Take IndyCar, where drivers routinely cruise towards and past the aged-40 mark. Therein, Scott Dixon is 39; Will Power and Ryan Hunter-Reay are 38; Sebastien Bourdais is 40; Takuma Sato is 42…

“It’s time to give younger drivers a chance”. Well were it the case that the young drivers were better than Alonso is now then you’d have a point. But it seems probable that Alonso would still slot comfortably into F1’s top five on driving talent. And F1 is supposed to be a meritocracy after all.

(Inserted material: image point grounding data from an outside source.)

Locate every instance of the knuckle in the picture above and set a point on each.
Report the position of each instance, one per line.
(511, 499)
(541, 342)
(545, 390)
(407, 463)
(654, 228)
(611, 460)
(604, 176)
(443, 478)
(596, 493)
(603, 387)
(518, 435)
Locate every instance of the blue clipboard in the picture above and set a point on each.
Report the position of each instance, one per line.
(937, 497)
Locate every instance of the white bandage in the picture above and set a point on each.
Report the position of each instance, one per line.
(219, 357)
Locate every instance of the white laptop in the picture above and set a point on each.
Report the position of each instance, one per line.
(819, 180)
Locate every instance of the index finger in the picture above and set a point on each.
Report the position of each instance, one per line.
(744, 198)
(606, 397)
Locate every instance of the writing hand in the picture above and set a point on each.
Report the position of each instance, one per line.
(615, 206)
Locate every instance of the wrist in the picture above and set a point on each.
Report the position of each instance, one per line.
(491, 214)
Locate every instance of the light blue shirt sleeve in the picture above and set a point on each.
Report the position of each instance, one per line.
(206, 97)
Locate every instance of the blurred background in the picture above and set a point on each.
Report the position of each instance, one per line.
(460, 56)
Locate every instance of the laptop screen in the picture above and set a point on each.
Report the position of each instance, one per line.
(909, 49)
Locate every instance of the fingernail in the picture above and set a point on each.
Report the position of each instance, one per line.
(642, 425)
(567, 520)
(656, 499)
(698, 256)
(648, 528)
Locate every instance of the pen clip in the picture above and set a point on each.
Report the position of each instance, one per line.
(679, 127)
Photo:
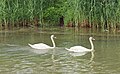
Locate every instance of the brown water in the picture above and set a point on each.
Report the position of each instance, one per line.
(16, 57)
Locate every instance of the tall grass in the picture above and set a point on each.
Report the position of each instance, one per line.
(79, 13)
(97, 13)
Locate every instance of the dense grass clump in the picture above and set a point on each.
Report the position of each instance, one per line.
(78, 13)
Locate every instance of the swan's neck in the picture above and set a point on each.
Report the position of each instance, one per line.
(53, 42)
(92, 46)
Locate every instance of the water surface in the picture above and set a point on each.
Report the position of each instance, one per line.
(16, 57)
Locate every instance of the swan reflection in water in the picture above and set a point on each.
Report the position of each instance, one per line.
(42, 45)
(80, 50)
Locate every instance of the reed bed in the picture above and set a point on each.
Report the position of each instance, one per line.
(103, 14)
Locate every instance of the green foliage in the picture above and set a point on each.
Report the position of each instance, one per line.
(98, 13)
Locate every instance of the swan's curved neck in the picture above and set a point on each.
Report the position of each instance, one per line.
(92, 46)
(53, 42)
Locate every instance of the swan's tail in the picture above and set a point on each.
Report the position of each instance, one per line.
(29, 44)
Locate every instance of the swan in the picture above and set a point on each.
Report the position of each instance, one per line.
(82, 50)
(42, 45)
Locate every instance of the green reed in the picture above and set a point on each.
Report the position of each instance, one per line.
(89, 13)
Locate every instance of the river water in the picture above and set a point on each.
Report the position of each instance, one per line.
(16, 57)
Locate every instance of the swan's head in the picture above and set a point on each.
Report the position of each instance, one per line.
(52, 36)
(91, 38)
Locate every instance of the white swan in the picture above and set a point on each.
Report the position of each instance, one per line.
(82, 50)
(42, 45)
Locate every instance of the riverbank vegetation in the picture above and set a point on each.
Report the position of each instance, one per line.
(103, 14)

We can add that throwing your lot in with youth is hardly a guarantee of success either. Red Bull can attest from recent experience with Pierre Gasly and Daniil Kvyat before that. A few have opined that the team should recalibrate its policy and take on the experienced Nico Hulkenberg (who seemingly is about to become the latest to suffer from F1’s youth infatuation).

We can look at plenty of examples of those discarded by F1 who have gone on to be successful elsewhere. Jean-Eric Vergne, winner of the last two Formula E championships as well as useful in LMP2; Sebastien Buemi continues to be a frontrunner in FE and WEC; Kamui Kobayashi and Kazuki Nakajima are doing similar in the latter.

You suspect all of them could still do an F1 team a turn. It suggests that talent is being ditched prematurely.

And ultimately it’s matter of mind-set among F1’s employers. Drivers don’t wake up one morning in their thirties having forgotten how to drive, or having suddenly lost their physical abilities. Perhaps it’s time to reconsider.